MY EXPERIENCE DELIVERING BABIES IN THE HOME, From my book, 'Never Get Sick on the 1st of July' Larry J Miller MD

In the sixties, thousands of women who could not, or would not, come to Cook County to have their babies were delivered in their homes by an organization called the Chicago Maternity Center. Personnel included midwives, nurses, doctors, and medical students. They provided help for over 100,000 women in their history and complication rates were lower than in many area hospitals.

There were many reasons why women did not deliver at the hospital, including tradition and ignorance. Others simply could not leave their families unattended to go to the hospital and for others a lack of transportation made it impossible.

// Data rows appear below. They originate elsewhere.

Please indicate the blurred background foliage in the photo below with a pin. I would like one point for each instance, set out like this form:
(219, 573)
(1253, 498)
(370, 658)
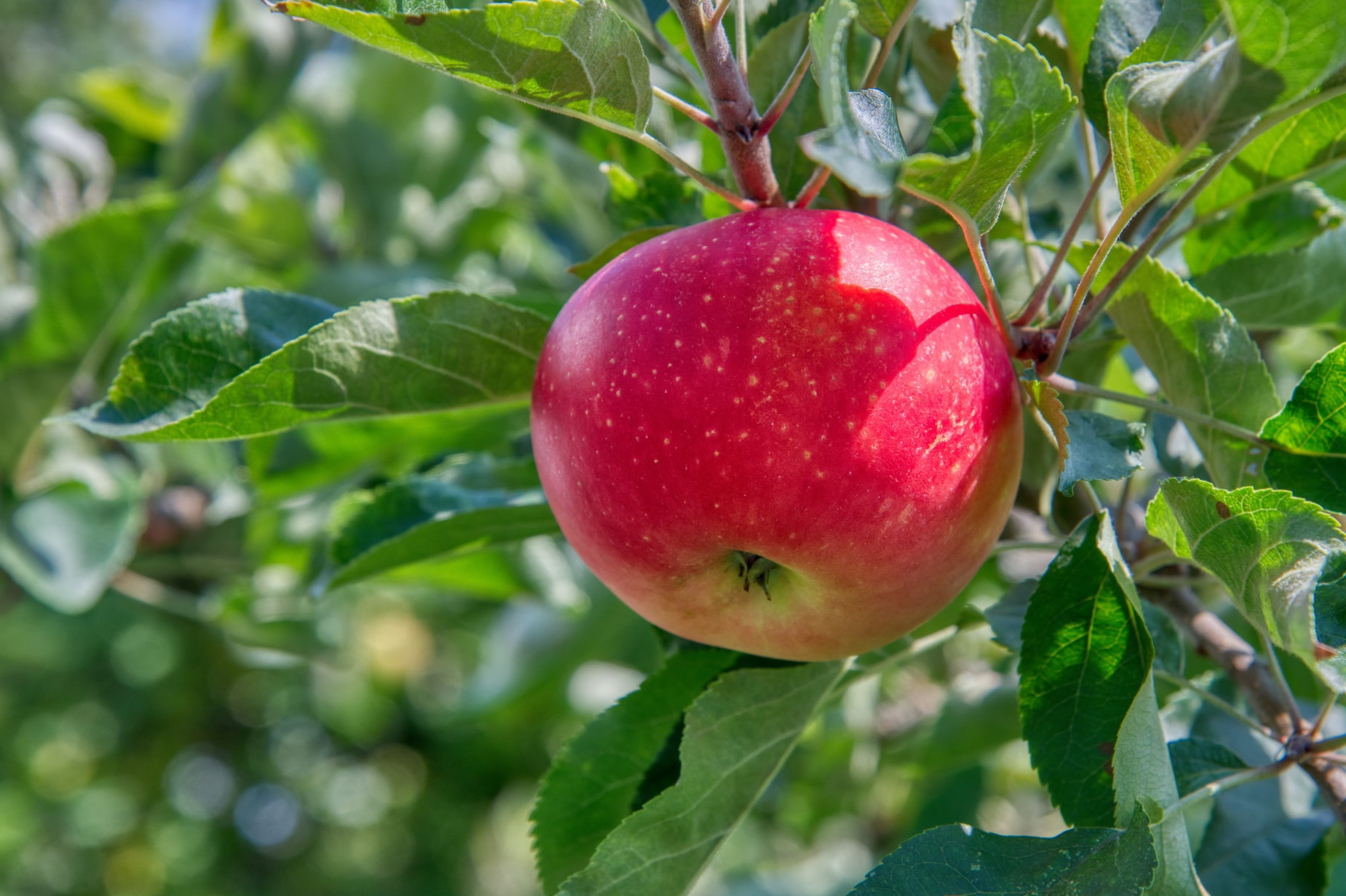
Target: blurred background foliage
(200, 723)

Before the advent of the Chicago Maternity Center, the infant mortality rate for this group was unacceptably high as were maternal deaths from hemorrhage and infections. Since these women were unable or unwilling to come to the hospital, Chicago Maternity Center personnel went to their homes and assisted in deliveries.

After my rotation on the labor line, I volunteered my services to the Chicago Maternity Center one day a week. We could only volunteer during our rotation on certain services where there was an excess of interns, so that when we were away from the hospital, our floor could be covered. We were assigned in pairs for our own safety and, in case of complications, one could attend to the mother while the other cared for the infant or went for help.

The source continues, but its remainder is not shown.